Frequently Asked Questions

1. If Billy leaves the LA Zoo, where will he go and why is it better?

Billy will go to a PAWS, or Performing Animal Welfare Society, sanctuary. He will, immediately upon arrival, be given 20 acres of land to roam, and he will be given even more space as he acclimates to his new home. In the sanctuary, he will have a diverse, expansive and intellectually stimulating environment. The sanctuary offers its elephants space, social opportunities, and a diverse, expansive and interesting habitat.


 

2. Is it true they castrate elephants at sanctuaries?

This is ABSOLUTELY NOT true. PAWS DOES NOT CASTRATE ELEPHANTS. Castration is a highly invasive technique. While a couple of zoos promote castration as a technique for controlling the wild elephant population in Africa, castration has no place in Billy’s new home.


 

3. Will Billy be alone at the sanctuary?

There are numerous other elephants at PAWS. The world renown elephant experts who work at the sanctuary will, with great care and attention to the individual needs of each animal, maximize Billy's social opportunities when he finally arrives at the sanctuary.


 

4. Do sanctuaries have breeding programs?  If not, why?

NO, sanctuaries do not have breeding programs.

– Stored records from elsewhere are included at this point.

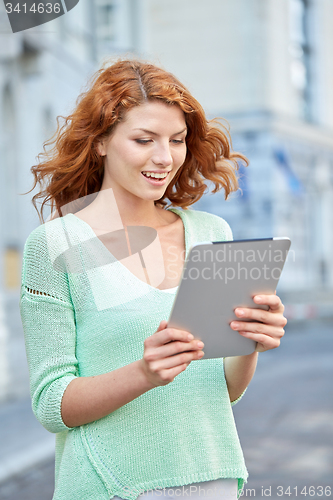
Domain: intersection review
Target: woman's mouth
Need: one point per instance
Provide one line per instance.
(155, 178)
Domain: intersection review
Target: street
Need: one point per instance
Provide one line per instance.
(285, 423)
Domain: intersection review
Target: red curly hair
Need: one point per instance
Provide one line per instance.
(74, 169)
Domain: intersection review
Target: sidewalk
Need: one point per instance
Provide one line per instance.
(24, 442)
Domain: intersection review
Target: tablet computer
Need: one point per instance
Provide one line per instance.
(219, 276)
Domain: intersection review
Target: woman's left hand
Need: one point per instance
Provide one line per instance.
(266, 327)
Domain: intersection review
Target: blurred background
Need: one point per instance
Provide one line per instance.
(267, 67)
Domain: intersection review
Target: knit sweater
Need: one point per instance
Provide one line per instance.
(88, 320)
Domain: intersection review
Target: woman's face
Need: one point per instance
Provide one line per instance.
(150, 139)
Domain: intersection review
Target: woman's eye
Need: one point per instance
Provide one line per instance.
(142, 141)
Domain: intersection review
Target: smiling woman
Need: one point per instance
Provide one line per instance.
(134, 406)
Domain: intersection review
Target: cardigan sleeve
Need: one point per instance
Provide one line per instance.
(48, 321)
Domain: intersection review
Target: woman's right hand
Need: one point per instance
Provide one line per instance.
(167, 353)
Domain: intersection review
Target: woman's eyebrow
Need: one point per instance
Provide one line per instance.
(154, 133)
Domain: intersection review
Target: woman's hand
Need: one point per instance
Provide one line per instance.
(266, 327)
(165, 354)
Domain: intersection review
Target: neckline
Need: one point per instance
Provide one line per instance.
(178, 212)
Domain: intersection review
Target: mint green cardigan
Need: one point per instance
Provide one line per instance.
(94, 319)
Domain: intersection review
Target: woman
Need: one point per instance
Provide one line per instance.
(132, 411)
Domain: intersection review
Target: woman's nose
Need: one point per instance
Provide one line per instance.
(162, 156)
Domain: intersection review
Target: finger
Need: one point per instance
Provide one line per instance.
(262, 316)
(168, 375)
(171, 349)
(264, 342)
(258, 328)
(162, 325)
(168, 335)
(273, 301)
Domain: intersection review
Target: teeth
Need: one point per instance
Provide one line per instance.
(155, 175)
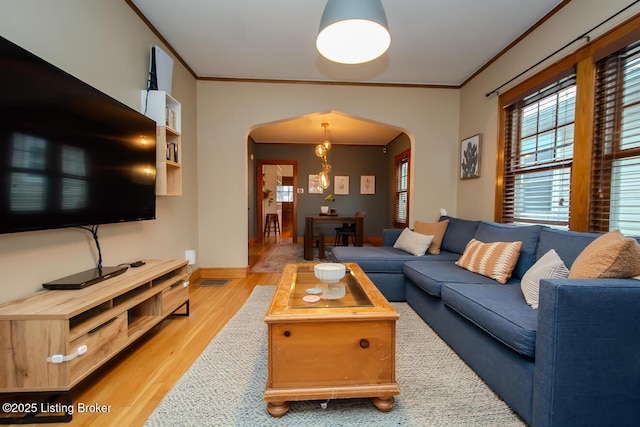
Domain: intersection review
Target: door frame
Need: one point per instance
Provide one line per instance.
(259, 213)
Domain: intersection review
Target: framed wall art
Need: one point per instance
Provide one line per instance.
(315, 186)
(470, 157)
(367, 184)
(341, 185)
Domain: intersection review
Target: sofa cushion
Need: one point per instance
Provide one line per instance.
(568, 244)
(412, 242)
(498, 310)
(528, 235)
(495, 260)
(430, 276)
(550, 266)
(609, 256)
(459, 232)
(436, 229)
(373, 259)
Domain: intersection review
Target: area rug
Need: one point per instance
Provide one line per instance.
(286, 253)
(224, 386)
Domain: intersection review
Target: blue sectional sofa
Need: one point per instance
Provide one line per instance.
(574, 361)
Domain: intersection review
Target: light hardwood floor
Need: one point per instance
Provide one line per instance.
(136, 381)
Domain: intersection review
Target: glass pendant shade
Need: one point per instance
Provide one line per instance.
(324, 179)
(353, 31)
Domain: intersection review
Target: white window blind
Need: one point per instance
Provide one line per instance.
(400, 216)
(538, 156)
(615, 191)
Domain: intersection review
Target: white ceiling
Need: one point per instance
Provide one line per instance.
(433, 42)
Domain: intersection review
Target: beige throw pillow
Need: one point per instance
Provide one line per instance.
(549, 266)
(495, 260)
(414, 243)
(611, 255)
(436, 230)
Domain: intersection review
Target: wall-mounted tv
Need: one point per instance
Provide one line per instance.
(69, 154)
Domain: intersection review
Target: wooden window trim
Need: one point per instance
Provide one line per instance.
(397, 160)
(584, 60)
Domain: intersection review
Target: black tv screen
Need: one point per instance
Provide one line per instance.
(69, 154)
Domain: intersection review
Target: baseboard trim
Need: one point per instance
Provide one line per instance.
(220, 273)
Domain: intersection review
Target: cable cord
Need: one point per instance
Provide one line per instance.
(585, 35)
(94, 233)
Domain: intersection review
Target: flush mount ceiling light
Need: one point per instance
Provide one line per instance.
(353, 31)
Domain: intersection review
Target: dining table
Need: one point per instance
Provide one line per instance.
(312, 220)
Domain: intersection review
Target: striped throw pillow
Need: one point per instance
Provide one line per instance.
(495, 259)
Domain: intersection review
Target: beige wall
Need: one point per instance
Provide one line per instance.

Sanctuaries exist to provide retreat and rescue. They focus on rebuilding the often severely damaged lives of their animals, and breeding would only take away space from the sanctuary's current inhabitants, as well as limit the sanctuary's potential to rescue other elephants. There are many elephants - like Billy - in need of rescue, so breeding is not a priority at elephant sanctuaries.


 

5. Are breeding programs at zoos successful?  If not, why?

NO, the breeding programs at zoos are not successful.

Female elephants have a 15 to 16-week-long ovarian cycle. In zoos, however, female elephants of reproductive age often experience truncated ovarian cycles or, in extreme cases, stop experiencing ovarian cycles altogether. This phenomenon is called "flatlining" and is well document in AZA-accredited facilities. 

Additionally, of the 26 elephants born in AZA-accredited zoos in North America over the last 10 years, only 6 remain alive. 

In contrast, elephants in the wild have NO DIFFICULTY procreating.


 

6. Where do the offspring of captive elephant breeding usually go?

IN THE U.S. ELEPHANT CALVES LESS THAN 2 YEARS OF AGE HAVE BEEN TRANSFERRED TO OTHER ZOOS OR SENT TO CIRCUSES.


 

7. Respond to specific statements by the zoo:

These statements were used by the L.A. Zoo to justify the construction of the Pachyderm Forest, a $42 million dollar expansion to their elephant exhibit:

  • Asian elephants are in danger of becoming extinct in our lifetime.
    Not if we do the right thing for their protection in the wild. Zoos contribute almost nothing in this regard.
  • Every citizen has the right to see elephants in their zoo.
    Citizens do not have this right any more than they have the right to see the Great Pyramids or the Leaning Tower of Pisa. We should stop entitling ourselves. Instead, we should focus on our ability to protect and conserve our planet.
  • Sanctuaries are for animals who have reached the end of their lives and are not places for species survival programs.
    Sanctuaries are for animals in need. They are not gated communities for the superannuated. In sanctuaries, animals are given the opportunity to heal. In this way, sanctuaries can be equated to a hospice for sick children. The children in hospice may be young, but they are no less in need of hospice care than an adult at the end of their life.
  • The Chimpanzee Sanctuary in Uganda has 49 animals, all of which were rescued as juveniles. Dr. Jane Goodall described the Chimpanzee Sanctuary as a model for all other African sanctuaries. As the Chimpanzee Sanctuary proves, age has NOTHING to do with an animal's need for a sanctuary.